The term “Rolando’s fracture” is often used to describe multifragmentary intraarticular fractures of the thumb base. If the fragments are numerous and small it is not advisable to attempt internal fixation, because of the risk of fragment devascularization and the technical difficulty of fixing small fragments. In such cases, external fixation with gentle distraction across the joint maintains reduction of the articular surface and preserves the length of the first metacarpal. Bone graft of any metaphyseal defect is obligatory.
Distract the thumb for standard x-rays, or use CT scans for defining the fracture pattern.
Choice of approach
Open reduction is done through the radiopalmar approach.
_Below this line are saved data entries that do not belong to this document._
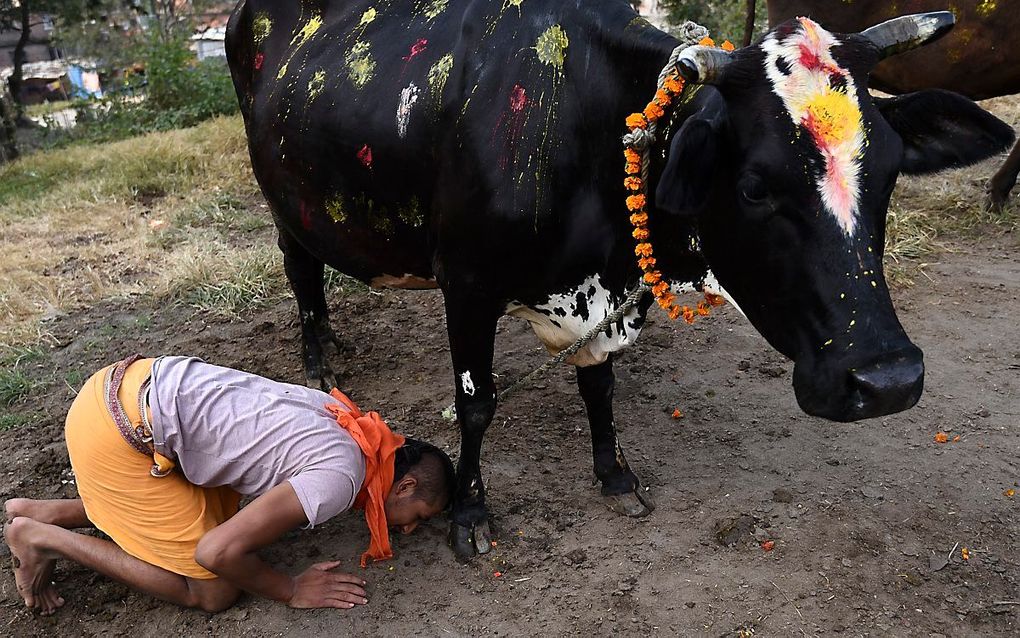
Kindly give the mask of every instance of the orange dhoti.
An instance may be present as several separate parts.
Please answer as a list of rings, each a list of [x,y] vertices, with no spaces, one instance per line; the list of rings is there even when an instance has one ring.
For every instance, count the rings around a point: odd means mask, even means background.
[[[132,363],[118,392],[133,426],[142,422],[138,393],[152,363]],[[152,457],[124,440],[106,406],[108,370],[85,382],[64,429],[86,515],[135,558],[189,578],[216,578],[195,562],[195,548],[206,532],[237,513],[240,495],[226,486],[192,485],[180,470],[152,476]]]

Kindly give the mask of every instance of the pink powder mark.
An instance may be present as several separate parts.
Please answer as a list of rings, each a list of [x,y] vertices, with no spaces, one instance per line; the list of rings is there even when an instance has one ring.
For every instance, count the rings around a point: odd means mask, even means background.
[[[404,62],[410,62],[411,59],[425,50],[425,47],[429,45],[429,41],[425,38],[419,38],[417,42],[411,45],[411,52],[405,55],[402,59]]]
[[[514,88],[510,90],[510,110],[514,113],[520,113],[527,104],[528,95],[525,93],[524,87],[520,84],[515,84]]]
[[[311,230],[312,212],[308,210],[308,206],[305,205],[304,200],[301,201],[300,209],[301,209],[301,226],[303,226],[305,230]]]
[[[372,168],[372,149],[368,144],[362,146],[361,150],[358,151],[358,161],[361,162],[365,168]]]
[[[266,56],[261,51],[255,54],[255,70],[262,70],[262,63],[266,61]]]

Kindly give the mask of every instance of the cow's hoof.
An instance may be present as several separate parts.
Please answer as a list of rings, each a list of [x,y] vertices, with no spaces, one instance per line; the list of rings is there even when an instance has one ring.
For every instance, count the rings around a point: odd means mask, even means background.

This is combined with a capsulotomy of the first carpo-metacarpal joint, which helps in the restoration of the articular surface.
AO teaching video:The mini external fixator
2. Restoration of the articular surface
The use of a small distractor is advisable.
As an alternative, use a small external fixator with a distraction clamp for distraction.
Insert the distal pin into the metacarpal diaphysis. Then insert the second pin into the trapezium using blunt dissection to protect the soft tissues.
Distract the carpo-metacarpal joint.
Disimpact intraarticular fragments, using a periosteal elevator and the articular surface of the trapezium as a template.
Check the position of the articular surface and the diaphysis using image intensification.
3. Bone graft
Harvest the bone graft material from the distal radius. A good and safe place for this is just proximal to Lister’s tubercle.
Make a 2 cm long incision proximal to Lister’s tubercle. Retract the tendons of the second compartment radially, and the EPL in an ulnar direction.
Use a chisel to cut three sides of a square. Hinge up the dorsal cortical flap. After harvesting cancellous bone, replace the “lid” and suture the periosteum and the skin incision.
Insert bone graft
Insert bone graft to fill any subchondral metaphyseal defect.
4. External fixation
Change to external fixator
Take an external fixator rod and two clamps and attach them to the pins, between the hand and the distractor body. With the external fixator maintaining distraction, the distractor body can now be removed.
Option: additional K-wire
A K-wire can be used to fix larger fragments to each other, or to transfix the joint in order to improve stability.
The external fixator allows functional aftercare. Instruct the patient how to clean the pin sites at 2-day intervals. The external fixator is removed after 4-6 weeks. After removal, motion of the thumb base is initiated. Heavy manual demand and all activities involving a strong grip are not permitted until complete fracture healing (usually after 3 months).